TORONTO — The Toronto Raptors find themselves in what forward Pascal Siakam calls a "must-win" situation early in the NBA season.
The Raptors have dropped three straight since winning their season opener and face a tall task of winning on the road Wednesday at Milwaukee or Thursday at Philadelphia to avoid extending that skid.
"Obviously we’re 1-3, so these are must-win games for us, we've got to win these games," Siakam said Tuesday. "We just got to go out there … giving everything that we have to win, that should be the only real concern.
"Obviously really tough, talented teams coming up, it’s not going to be easy ... so we've got to just go out there, stay together, work hard and the focus is just winning."
Two of the Raptors three losses have been games they let slip away. Toronto was up 17 with 4:58 left in the fourth quarter before falling to Chicago 104-103 in overtime last Friday. On Monday night, the Raptors were on the wrong end of a late 11-4 run, losing 99-91 to previously winless Portland.
Siakam said the team needs to stick together in fixing its issues.
"I think obviously a couple of games there where I felt like we played well, we played well enough to win but we didn’t rebound well enough," he said. "Possessions out there where we played good defence and just didn’t finish the possession and gave them second chance opportunities, sometimes even third.
"So it’s kind of tough to win that way, and then obviously we didn’t shoot the ball well from three (on Monday). In this league, if you don’t shoot well it’s going to be hard to win, and then if you don’t rebound with that it’s even harder. So I think that we’ve got to fix those things."
Toronto's more glaring issues have been its halfcourt offence and defensive rebounding.
Head coach Darko Rajakovic said his team needs better pace in getting plays started and in motion in the halfcourt.
The Raptors are dead last in the NBA in scoring, averaging just 99.5 points per game, the only team in the league below 101. On the other hand, Toronto is fourth in points allowed at 102.8.
"Defence been good but also like with our offensive struggles, you know, we need our defence to be even better," Rajakovic said. "It's early in the year, we’re watching a lot of film as well and in the practice today we worked on both offence and defence."
The Raptors have given up 13-plus offensive rebounds in three of their four games, which is far from ideal. They gave up nine in last Saturday's loss to Philadelphia.
"When I look at it, I see half glass full," Rajakovic said of his team's overall play. "I look on the positives and I look at what we can be and what we need to do and what's in our control.

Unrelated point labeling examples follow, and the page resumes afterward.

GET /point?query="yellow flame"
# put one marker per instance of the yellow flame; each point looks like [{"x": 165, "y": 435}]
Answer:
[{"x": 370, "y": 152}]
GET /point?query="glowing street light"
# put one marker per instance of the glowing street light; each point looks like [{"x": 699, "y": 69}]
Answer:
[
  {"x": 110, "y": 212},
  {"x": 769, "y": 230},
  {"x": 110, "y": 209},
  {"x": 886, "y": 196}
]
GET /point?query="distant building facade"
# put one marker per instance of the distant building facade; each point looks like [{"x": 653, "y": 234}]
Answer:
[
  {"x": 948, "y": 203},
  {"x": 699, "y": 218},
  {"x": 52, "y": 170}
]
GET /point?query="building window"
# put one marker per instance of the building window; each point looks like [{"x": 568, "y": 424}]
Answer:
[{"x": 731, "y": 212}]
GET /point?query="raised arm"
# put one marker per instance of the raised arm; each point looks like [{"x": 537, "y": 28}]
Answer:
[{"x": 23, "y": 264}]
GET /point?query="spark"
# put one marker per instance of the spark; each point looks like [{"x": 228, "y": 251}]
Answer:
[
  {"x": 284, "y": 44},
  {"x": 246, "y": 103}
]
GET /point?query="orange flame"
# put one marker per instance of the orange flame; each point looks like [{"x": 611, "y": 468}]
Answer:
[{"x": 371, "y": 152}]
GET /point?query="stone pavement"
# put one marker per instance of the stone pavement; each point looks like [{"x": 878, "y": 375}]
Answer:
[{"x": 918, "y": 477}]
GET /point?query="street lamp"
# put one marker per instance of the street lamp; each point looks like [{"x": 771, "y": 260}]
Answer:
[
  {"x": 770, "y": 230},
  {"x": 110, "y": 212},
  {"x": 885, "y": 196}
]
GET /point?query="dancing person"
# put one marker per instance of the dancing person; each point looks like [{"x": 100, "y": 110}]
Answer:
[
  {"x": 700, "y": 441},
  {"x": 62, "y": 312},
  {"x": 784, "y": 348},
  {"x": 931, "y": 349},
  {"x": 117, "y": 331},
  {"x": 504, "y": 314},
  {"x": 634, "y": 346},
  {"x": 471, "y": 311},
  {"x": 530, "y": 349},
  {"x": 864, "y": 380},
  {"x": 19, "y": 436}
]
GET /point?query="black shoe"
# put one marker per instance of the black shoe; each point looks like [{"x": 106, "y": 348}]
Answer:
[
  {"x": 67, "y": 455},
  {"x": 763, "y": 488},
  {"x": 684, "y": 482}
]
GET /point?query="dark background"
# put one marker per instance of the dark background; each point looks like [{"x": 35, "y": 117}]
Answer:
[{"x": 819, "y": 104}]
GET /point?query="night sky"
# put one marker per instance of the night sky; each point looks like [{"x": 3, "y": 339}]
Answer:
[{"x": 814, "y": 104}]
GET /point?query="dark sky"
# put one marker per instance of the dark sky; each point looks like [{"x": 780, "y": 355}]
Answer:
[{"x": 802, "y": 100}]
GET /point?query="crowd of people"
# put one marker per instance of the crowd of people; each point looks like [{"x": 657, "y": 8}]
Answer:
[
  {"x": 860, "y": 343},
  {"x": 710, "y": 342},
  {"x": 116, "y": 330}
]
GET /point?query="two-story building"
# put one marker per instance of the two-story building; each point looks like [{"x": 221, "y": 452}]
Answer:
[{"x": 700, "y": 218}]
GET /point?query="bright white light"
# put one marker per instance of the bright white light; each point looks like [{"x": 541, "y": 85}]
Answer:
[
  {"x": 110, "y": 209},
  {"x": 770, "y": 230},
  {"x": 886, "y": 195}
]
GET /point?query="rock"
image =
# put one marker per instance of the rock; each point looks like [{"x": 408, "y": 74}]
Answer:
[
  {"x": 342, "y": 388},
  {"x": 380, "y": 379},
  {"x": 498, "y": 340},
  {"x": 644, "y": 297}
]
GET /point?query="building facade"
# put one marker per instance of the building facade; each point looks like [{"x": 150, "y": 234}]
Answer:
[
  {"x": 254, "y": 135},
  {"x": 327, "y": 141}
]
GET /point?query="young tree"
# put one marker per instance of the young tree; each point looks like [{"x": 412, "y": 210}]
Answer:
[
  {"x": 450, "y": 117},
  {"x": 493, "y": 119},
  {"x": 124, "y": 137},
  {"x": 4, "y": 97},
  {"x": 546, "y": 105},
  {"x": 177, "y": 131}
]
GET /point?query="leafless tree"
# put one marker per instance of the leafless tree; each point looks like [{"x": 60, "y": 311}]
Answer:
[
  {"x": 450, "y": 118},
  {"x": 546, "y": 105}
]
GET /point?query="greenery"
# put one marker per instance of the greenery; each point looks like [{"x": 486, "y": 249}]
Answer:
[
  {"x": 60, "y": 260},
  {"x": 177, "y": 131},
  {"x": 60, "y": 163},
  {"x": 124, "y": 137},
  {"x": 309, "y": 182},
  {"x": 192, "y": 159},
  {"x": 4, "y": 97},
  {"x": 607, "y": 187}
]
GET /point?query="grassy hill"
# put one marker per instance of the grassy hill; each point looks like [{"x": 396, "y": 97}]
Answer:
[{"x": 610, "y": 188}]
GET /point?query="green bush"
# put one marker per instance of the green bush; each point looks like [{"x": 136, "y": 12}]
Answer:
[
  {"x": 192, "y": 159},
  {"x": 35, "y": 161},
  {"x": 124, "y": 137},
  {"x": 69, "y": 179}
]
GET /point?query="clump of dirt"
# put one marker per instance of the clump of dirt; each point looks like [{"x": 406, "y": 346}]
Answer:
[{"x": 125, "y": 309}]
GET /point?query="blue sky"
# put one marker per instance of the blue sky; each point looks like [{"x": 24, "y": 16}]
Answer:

"We allowed those guys (Portland) last night to have 13 offensive rebounds and that's a recurring problem for us, defensive rebounding. We're really good in open court and in transition, but those are 13 wasted opportunities that we didn't have a chance to to go and run and then score easy."
Rajakovic pointed to why the rebounding struggles have been there, but also expects his team to turn things around and make good on correcting their mistakes.
"There were a couple of situations they were shooting from the three-point line and we had four guys turning around and looking at the rim. The only time you're going to get a ball that way is if they make a shot.
"If they miss, you have a chance. So it's something that we've got to do a better job. (The) guys spoke about it today between themselves. I see our group as a very prideful group, very resistant group and I think that they're going to have the appropriate reaction.”